Just when we thought Facebook was done with the changes, they pull another major switch that leaves readers baffled, confused, and down-right…interested. That’s right, this time the changes are not to their site per say, but rather an app they are developing (or assisting in development). This one would, according to John Sutter, “let people share data about how much—or little—electricity they’re using at home” (2011). Basically, it’s a way to keep people accountable for all the times they leave the light turned on or the fan switched to high over low. Our social media has become a maternal figure (and that is hard to deny).

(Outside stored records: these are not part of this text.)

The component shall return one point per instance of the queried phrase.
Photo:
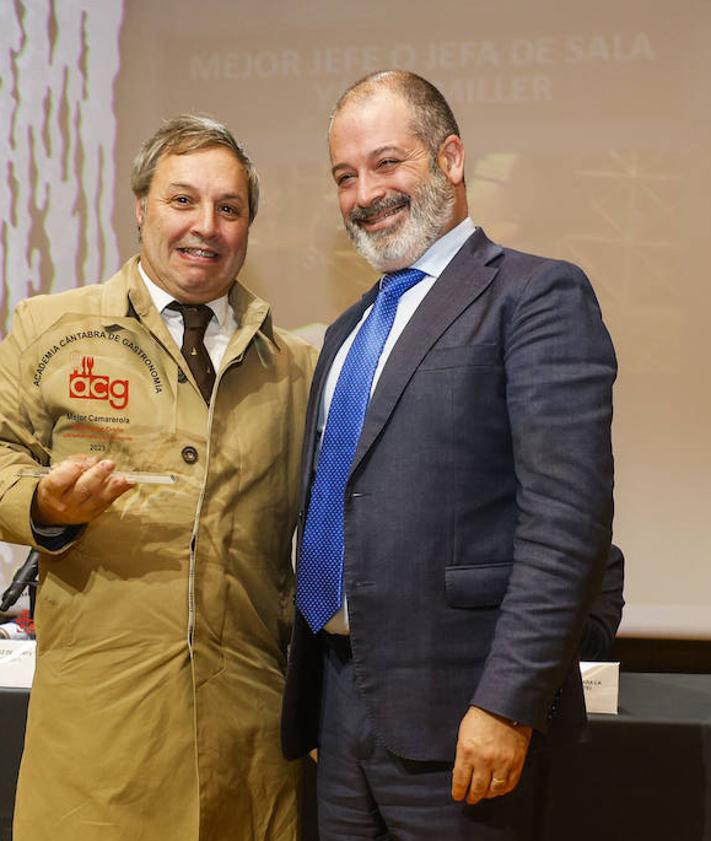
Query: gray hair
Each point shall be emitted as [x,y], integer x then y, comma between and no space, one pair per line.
[183,135]
[432,118]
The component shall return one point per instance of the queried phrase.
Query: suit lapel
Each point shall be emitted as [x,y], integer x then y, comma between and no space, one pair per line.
[464,279]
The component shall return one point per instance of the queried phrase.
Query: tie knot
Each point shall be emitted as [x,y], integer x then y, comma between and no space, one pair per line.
[395,284]
[195,316]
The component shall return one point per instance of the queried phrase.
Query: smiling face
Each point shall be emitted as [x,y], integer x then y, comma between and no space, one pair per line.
[395,200]
[194,224]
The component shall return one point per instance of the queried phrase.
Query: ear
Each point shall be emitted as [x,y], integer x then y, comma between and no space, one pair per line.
[140,209]
[451,158]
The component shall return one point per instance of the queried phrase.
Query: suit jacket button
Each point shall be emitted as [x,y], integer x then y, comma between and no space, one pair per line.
[189,454]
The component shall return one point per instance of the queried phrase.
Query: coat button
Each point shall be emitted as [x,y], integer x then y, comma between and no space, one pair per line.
[190,455]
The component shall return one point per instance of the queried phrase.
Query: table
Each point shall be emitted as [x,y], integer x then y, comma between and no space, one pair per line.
[643,774]
[13,717]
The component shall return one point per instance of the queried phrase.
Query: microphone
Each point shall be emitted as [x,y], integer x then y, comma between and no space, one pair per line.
[26,574]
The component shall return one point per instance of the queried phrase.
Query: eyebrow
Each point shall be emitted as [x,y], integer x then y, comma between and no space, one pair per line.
[182,185]
[390,147]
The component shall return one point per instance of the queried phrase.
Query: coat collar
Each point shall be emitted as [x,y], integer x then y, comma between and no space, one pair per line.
[126,293]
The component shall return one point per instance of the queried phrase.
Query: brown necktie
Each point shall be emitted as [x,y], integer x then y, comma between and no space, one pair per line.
[196,317]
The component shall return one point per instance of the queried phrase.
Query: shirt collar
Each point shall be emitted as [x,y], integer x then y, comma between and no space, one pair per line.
[438,256]
[161,298]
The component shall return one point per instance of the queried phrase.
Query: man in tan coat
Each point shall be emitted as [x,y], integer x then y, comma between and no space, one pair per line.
[163,610]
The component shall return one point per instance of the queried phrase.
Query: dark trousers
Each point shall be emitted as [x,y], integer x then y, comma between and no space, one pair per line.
[364,791]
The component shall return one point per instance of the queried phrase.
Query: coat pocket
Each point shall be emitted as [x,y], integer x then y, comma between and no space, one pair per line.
[483,354]
[477,585]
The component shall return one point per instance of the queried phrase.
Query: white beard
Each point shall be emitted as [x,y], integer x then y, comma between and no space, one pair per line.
[430,211]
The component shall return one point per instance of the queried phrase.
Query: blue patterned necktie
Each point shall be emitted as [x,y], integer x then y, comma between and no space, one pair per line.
[319,580]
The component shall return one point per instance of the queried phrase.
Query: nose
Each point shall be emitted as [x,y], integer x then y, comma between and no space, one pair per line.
[369,190]
[205,222]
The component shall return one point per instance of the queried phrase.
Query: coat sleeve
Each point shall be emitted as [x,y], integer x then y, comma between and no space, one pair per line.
[19,446]
[560,367]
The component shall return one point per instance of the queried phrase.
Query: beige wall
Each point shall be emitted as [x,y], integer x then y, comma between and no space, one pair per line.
[587,130]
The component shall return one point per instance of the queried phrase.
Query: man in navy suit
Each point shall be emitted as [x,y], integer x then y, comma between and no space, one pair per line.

What’s truly at debate here? Is it that Facebook is now watching our every move? Or perhaps, is it because there is an App for EVERYTHING. You can get an app to check the prices of groceries. You can get an app to look up the latest stock market change. You can get an app that shows you the latest gossip on certain celebrities. Our lives can be summed up quickly thanks to the new new media coming our way, and if it can’t, I imagine sooner or later “there’ll be an APP for that” too.
Back in December 2009, Apple filed for the trademarked phrase “There’s an App for that” and began to use it commercially on January 26, 2009. What’s the buzz about this time? It seems every time Apple does something innovative, other companies are only steps behind. The slogan refers to “Apple’s marketing and advertising initiatives around the iPhone and all other iOS devices” (Grove, 2010). For me, that was still a bit too techy, but Jim Blasingame breaks it down further, stating that “a mobile app converts content and resources that otherwise would have been consumed through a browser on a computer desktop, to the much smaller and variably shaped screens on the many different kinds of hand-held devices” (2011). In short, an app makes things easier by making them mobile.
In our current day-and-age, this is just fine. Apps are all the rage. During research for the Organizational Usage assignment, Dylan Edwards—Digital Communications Specialist for the Theodore Roosevelt Medora Foundation—said one thing he wants to work on is getting an app. Companies are continuously trying to create apps for other companies. It’s hard to believe but this is the new supply and demand. I do not own a Smartphone (iPhone particularly) so I am not in the App scene. I imagine my next upgrade will cannonball me into an arena I won’t quite understand. But luckily, apps are easy to learn and available on whatever subject a user desires. If that’s not enough, it doesn’t take much to learn the lingo. And if it does—well, I’m sure there’s an app for that.